Among many other reasons, this case  is interesting because ofthe dual jurisdiction of the FTC and HHS/OCR over breaches that involve individual health information.

On one hand, the HIPAA regulations detail a specific, fact-oriented process for determining whether an impermissible disclosure of PHI constitutes a breach under the law.  The pre-Omnibus Rule breach analysis involved consideration of whether the impermissible disclosure posed a “significant risk of financial, reputational, or other harm” to the individual whose PHI was disclosed.  The post-Omnibus Rule breach analysis presumes that an impermissible disclosure is a breach, unless a risk assessment that includes consideration of at least four specific factors demonstrates there was a “low probability” that the individual’s PHI was compromised.

In stark contrast to HIPAA, the FTC can bring an enforcement action based upon its decision that an entity’s data security practices are “unfair”, but it has not promulgated regulations or issued specific guidance as to how or when a determination of “unfairness” is made.  Instead, the FTC routinely alleges that entities’ data security practices are “unfair” because they are not “reasonable” – two vague words that leave entities guessing about how to become FTC compliant.

In 2013, LabMD filed a motion to have the FTC’s enforcement action dismissed.  LabMD argued, in part, that the FTC does not have the authoritiy to bring actions under the “unfairness” prong of Section 5 of the FTC Act.  LabMD further argued that there should only be one sheriff in town – not both HHS and the FTC.  Not surprisingly, in January 2014, the FTC denied the motion to dismiss, finding that HIPAA requirements are “largely consistent with the data security duties” of the FTC under the FTC Act.The opinion speaks of “data security duties” and “requirements” of the FTC Act, but these “duties” and “requirements” are not spelled out (much less even mentioned) in the FTC Act.  As a result, how can anyone arrive at the determination that the standards are consistent?  Instead, entities that suffer a data security incident must comply with the detailed analysis under HIPAA, as well as the absence of any clear guidance under the FTC Act.

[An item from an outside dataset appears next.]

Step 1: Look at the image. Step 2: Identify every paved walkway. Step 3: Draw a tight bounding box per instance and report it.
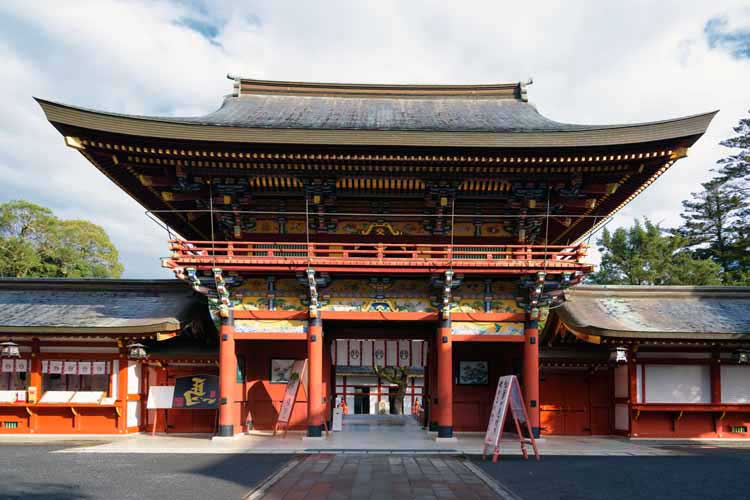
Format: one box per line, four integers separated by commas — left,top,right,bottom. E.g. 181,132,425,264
4,416,736,457
254,454,504,500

In a March 10th ruling, the judge ruled that he would permit LabMD to depose an FTC designee regarding consumers harmed by LabMD’s allegedly inadequate security practices.  However, the judge also ruled that LabMD could not “inquire into why, or how, the factual bases of the allegations … justify the conclusion that [LabMD] violated the FTC Act.”  So while the LabMD case may eventually provide some guidance as to the factual circumstances involved in an FTC determination that data security practices are “unfair” and have caused, or are likely to cause, consumer harm, the legal reasoning behind the FTC’s determinations is likely to remain a mystery.